Mixed messages from the headhunter Michael Page yesterday. The PRs were lauding the company's straight-talking attitude, saying the management "always tell it like it is.

When they did well they said so, when things softened, they also said so". This came as the group brought an interim management statement forward from January talking of the weakening outlook. The news gave shareholders the jitters and the share price slumped. So obviously they had a host of executives ready to "tell it like it is". Er, no. "They won't be doing any media calls," the PR said.

Blades runner

Sheffield United, relegated from the Premiership last year, are about to tumble out of another table altogether. The group of football clubs on the market will be one smaller come January, after the Blades' holding company applied to have its shares delisted from AIM. The group complained of the low liquidity of its shares, their decline in value, the cost of the listing and the lack of interest from investors in injecting cash into a football club. Having James Beattie, (above, centre) up front all season can't have helped the mood much either.

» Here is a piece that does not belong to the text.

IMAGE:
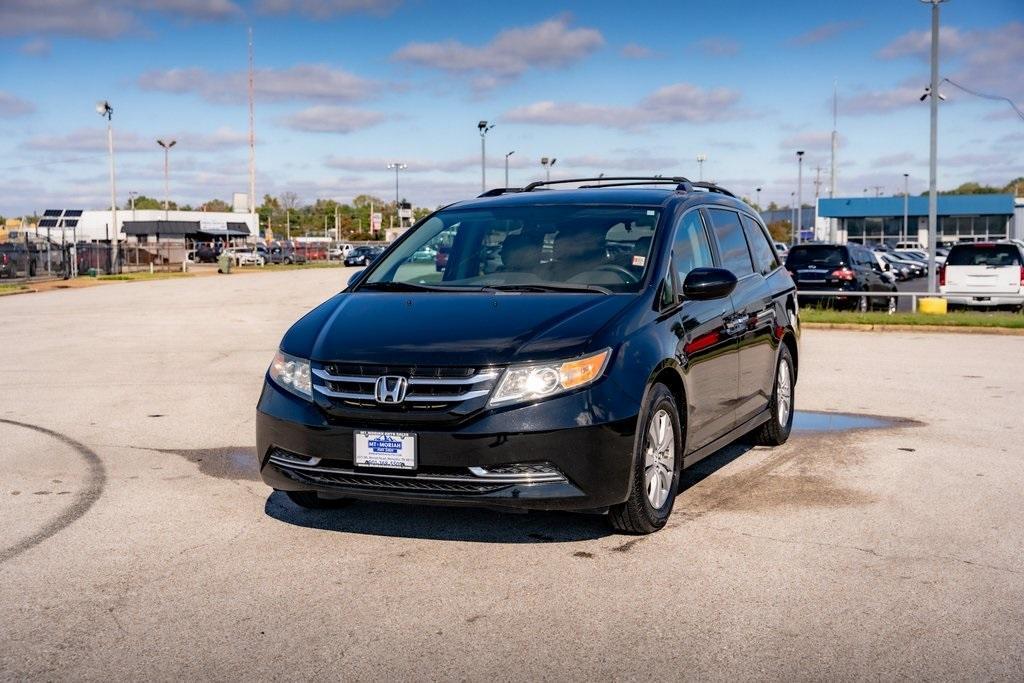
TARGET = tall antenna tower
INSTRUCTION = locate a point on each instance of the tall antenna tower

Irish promise II: Golden Isle

So it turns out that Northern Ireland's mineral deposits (see yesterday's diary) for which it won the "most improved" country at the 2008 Mines and Money Awards ceremony two nights ago, include gold. Yes, you read that right, gold. Now maybe this was common knowledge, but the Diary has been asking itself: "Why no gold rush in Ulster before?" Well, it turns out after years of prohibition, maybe understandably, dynamite can now be imported into the region, so those miners can set about ripping up the ground and get their hands on the stuff.

Sack race

This investment banking cull is getting ridiculous. Twice in the past few days, the Diary has organised meetings with City insiders to beef up its anaemic contacts book, yet neither look like they'll make the weekend. The first cancelled the power lunch hours before the appointment, with the one-line lament: "I've been made redundant." The second was there for the meeting but has been told to train up younger colleagues to carry out suspiciously similar tasks to his own. This just days after his institution announced widescale job losses. Other more paranoid diaries might think they have acquired the kiss of death during the downturn.